Churchill himself had strong views about such nomenclature. Indeed, a largely forgotten disquisition on the subject can be found in a memo he wrote to General Hastings Lionel "Pug" Ismay, his chief of staff, on 8 August 1943. "Operations in which large numbers of men may lose their lives," Churchill wrote, "ought not to be described by code words which imply boastful and overconfident sentiment, such as 'Triumphant', or, conversely, which are calculated to invest the plan with an air of despondency, such as 'Woebetide', 'Massacre', 'Jumble', 'Trouble', 'Fidget', 'Flimsy', 'Pathetic', and 'Jaundice'."

Churchill also objected to "names of a frivolous character" and therefore banned Operations Bunnyhug, Billingsgate, Aperitif and Ballyhoo.

"After all," Churchill added, "the world is wide and intelligent thought will readily supply an unlimited number of well-sounding names which do not suggest the character of the operation or disparage it in any way and do not enable some widow or mother to say that her son was killed in an operation called 'Bunnyhug' or 'Ballyhoo'."

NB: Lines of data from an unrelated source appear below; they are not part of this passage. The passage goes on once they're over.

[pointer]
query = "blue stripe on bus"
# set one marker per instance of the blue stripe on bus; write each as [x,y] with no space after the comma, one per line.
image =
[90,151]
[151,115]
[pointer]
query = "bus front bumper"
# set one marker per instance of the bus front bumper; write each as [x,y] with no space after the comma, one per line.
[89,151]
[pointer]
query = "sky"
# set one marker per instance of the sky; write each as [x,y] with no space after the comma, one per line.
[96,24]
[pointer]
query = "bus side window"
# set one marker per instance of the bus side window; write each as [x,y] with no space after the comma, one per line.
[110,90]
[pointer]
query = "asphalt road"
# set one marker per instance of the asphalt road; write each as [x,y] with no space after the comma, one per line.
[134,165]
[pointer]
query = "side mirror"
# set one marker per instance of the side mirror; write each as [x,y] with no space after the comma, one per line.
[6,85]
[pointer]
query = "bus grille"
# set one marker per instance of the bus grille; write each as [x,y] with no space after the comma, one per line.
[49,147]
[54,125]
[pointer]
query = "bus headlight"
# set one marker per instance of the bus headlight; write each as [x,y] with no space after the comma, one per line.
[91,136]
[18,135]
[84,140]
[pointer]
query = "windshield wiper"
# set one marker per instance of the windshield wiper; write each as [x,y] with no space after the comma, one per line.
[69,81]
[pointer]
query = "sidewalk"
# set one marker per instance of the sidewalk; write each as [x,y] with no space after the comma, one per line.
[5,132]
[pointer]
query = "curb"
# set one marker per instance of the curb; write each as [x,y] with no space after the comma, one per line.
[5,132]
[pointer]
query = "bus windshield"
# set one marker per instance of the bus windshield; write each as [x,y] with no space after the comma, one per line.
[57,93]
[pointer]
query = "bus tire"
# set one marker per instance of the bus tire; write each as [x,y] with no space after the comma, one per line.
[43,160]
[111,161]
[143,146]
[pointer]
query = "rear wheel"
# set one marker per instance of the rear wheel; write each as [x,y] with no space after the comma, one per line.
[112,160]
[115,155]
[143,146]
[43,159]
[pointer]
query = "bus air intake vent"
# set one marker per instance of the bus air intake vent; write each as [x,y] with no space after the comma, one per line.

Churchill preferred proper names, the heroes of antiquity, figures from Greek and Roman mythology, the constellations and stars, famous racehorses - was it a ghost of this idea that persuaded the Ministry of Defence to call its 1990 airlift of troops to Saudi Arabia Operation Ascot? - and the names of British and American war heroes. As usual, Churchill was a bit preachy. "Care should be taken in all this process," he wrote. "An efficient and successful administration manifests itself equally in small as in great matters." If only.

The Americans followed Churchill's advice when they decided to organise a coup to overthrow the democratically elected Mohammad Mossadeq of Iran in 1953. They called it Operation Ajax, though this might actually have fallen into Churchill's "despondency" bracket. Ajax was second only to Achilles in bravery, but he killed himself in a fit of madness. "Monty" Woodhouse, MI5's man in Tehran, chose a more prosaic name for the whole fandango: Operation Boot.

Muslim armies tend to be a little tiresome in their operational titles. During the Iran-Iraq war, the Iranians named their attacks after prayers and then gave them numbers. The Fajr ("Dawn") operation was followed, I'm afraid, by Fajr Two, Fajr Three, Fajr Four and so on. Not very inventive. I guess the most frightening Middle Eastern name of all was Israel's Operation Grapes of Wrath, which reached its appalling end after Israeli artillerymen killed 106 Lebanese civilians - more than half of them children - in the south Lebanese village of Qana in 1996.

Operation Grapes of Wrath was no tribute to John Steinbeck but took its name from the blood-and-vengeance Book of Deuteronomy wherein chapter 32, the song of Moses before he dies leading his Jewish people towards the promised land, speaks of those who will be destroyed by the wrath of God. "The sword without, and terror within, shall destroy both the young men and the virgin, the suckling also with the man of grey hairs," announced verse 25.

Not a bad description of the Qana massacre. And this week, not a bad account of Israel's Gaza shenanigans. Maybe the Israelis should take a leaf out of Iran's book and call it Operation Grapes of Wrath Two.